Grand Theft Auto: Vice City – „gra, która spodoba się każdemu”. 10 najlepszych gier 2002 roku

Dariusz Matusiak

Grand Theft Auto: Vice City – „gra, która spodoba się każdemu”

Data premiery: 29 października

Producent: Rockstar North

Gatunek: gra akcji TPP

Platformy: PlayStation 2 (Xbox i PC w 2003)

Dlaczego Vice City to jedyna gra, jaką zabrałbym na bezludną wyspę? Spieszę z wyjaśnieniem. Ogromne miasto – to przede wszystkim rzuca graczem o podłogę. Liberty City z GTA3 to niewielka mieścina w porównaniu z rozmiarem Vice City. [...] Na dodatek miasto tętni własnym życiem! Setki przechodniów załatwiających swoje sprawy, kierowcy przestrzegający przepisów, policja goniąca oprychów, aresztowania, bójki na chodnikach, strzelaniny, wypadki, panienki lekkich obyczajów na przedmieściach. Świadomość bycia jednostką w takim otoczeniu to główny efekt napędzający rozgrywkę.

Grand Theft Auto: Vice City to gra, która spodoba się każdemu.
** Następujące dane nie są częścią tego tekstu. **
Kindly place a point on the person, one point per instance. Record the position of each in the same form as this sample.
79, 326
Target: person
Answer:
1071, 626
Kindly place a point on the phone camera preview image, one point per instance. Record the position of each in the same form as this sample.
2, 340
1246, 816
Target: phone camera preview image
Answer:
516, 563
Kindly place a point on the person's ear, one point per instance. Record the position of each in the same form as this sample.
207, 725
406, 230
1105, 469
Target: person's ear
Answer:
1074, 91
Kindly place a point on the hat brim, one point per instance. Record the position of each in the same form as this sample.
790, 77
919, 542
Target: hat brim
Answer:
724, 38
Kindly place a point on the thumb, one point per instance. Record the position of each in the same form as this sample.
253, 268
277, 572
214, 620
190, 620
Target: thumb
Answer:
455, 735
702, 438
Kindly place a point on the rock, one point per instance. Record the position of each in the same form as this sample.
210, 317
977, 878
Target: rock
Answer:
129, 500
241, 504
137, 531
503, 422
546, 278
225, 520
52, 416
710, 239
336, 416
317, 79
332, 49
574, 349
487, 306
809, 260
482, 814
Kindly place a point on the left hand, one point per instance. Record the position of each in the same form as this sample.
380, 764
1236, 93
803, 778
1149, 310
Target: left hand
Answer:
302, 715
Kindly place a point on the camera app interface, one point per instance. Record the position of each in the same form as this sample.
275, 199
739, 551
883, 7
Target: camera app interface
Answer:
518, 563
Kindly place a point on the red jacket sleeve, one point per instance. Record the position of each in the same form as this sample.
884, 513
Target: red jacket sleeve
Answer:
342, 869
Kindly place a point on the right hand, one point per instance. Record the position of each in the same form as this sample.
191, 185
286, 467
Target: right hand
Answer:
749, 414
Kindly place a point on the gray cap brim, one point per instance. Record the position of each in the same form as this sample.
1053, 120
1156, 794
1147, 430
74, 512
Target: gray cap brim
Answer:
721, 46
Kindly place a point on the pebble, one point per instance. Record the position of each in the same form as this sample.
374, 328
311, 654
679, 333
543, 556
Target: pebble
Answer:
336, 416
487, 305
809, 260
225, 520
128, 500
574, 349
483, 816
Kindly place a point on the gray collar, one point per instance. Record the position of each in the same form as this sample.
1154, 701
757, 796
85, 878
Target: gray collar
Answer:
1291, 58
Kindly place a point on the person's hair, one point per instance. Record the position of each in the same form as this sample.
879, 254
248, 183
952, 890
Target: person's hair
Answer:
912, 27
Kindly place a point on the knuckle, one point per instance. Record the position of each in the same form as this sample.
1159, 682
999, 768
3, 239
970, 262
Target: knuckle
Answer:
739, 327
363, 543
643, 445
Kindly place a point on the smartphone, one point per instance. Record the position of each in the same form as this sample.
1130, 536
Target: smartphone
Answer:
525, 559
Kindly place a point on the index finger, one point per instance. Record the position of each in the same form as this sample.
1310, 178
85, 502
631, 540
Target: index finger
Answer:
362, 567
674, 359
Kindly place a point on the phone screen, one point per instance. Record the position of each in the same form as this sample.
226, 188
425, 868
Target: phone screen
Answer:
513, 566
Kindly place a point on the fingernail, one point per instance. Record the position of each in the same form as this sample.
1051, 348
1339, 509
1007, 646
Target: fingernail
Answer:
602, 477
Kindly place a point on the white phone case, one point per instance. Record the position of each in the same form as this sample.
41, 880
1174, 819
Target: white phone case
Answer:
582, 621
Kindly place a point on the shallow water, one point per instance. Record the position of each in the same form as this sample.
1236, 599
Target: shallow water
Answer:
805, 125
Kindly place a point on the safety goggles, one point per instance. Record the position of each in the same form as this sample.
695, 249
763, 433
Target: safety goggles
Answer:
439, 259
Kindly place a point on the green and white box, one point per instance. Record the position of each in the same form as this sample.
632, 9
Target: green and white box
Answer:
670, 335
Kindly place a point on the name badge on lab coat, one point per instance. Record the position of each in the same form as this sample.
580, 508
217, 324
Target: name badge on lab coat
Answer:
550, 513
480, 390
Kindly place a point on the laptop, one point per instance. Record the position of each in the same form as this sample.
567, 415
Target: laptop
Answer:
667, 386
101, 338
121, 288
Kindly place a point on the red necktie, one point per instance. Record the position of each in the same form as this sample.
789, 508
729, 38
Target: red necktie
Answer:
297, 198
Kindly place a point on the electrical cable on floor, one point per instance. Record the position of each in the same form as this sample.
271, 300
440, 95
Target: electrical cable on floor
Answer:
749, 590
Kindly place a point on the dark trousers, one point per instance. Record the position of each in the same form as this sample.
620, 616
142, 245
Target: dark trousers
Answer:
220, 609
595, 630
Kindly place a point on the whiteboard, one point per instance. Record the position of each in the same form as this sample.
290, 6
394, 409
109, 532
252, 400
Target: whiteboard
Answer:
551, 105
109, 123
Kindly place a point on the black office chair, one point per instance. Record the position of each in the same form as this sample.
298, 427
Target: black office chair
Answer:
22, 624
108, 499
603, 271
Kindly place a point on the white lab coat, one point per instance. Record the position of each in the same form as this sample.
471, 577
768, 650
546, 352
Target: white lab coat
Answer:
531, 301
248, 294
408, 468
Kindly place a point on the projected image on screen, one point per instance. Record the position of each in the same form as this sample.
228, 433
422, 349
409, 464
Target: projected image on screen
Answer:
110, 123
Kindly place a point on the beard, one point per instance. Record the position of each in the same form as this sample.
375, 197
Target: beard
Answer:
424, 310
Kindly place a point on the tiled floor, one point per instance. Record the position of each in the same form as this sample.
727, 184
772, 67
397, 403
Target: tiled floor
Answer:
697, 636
Jeśli nie jesteś ortodoksyjnym obrońcą moralności, na pewno znajdziesz tutaj coś dla siebie. Żyć, nie umierać, grać, nie marudzić. Już na samą myśl o kolejnej odsłonie serii przechodzą mnie ciarki.

Recenzja gry Grand Theft Auto: Vice City, „Click!” nr 02/2003, ocena: 5+/6

Po ponad dekadzie od premiery ostatniej części, czyli GTA5, i jeszcze bez konkretów co do daty wydania GTA6 możemy tylko powspominać z rozrzewnieniem czasy, gdy gry z tej serii ukazały się w odstępie zaledwie roku. Po wciąż jeszcze świeżym i oszałamiającym GTA3 Rockstar nagle wypuścił coś jeszcze doskonalszego: GTA: Vice City! Trójwymiarowy, otwarty świat z pełną swobodą, który tak zachwycił poprzednio, teraz został jeszcze bardziej dopracowany. Największą atrakcją było jednak przeniesienie akcji w lata 80. i odtworzenie klimatu serialu Miami Vice oraz filmu Człowiek z blizną.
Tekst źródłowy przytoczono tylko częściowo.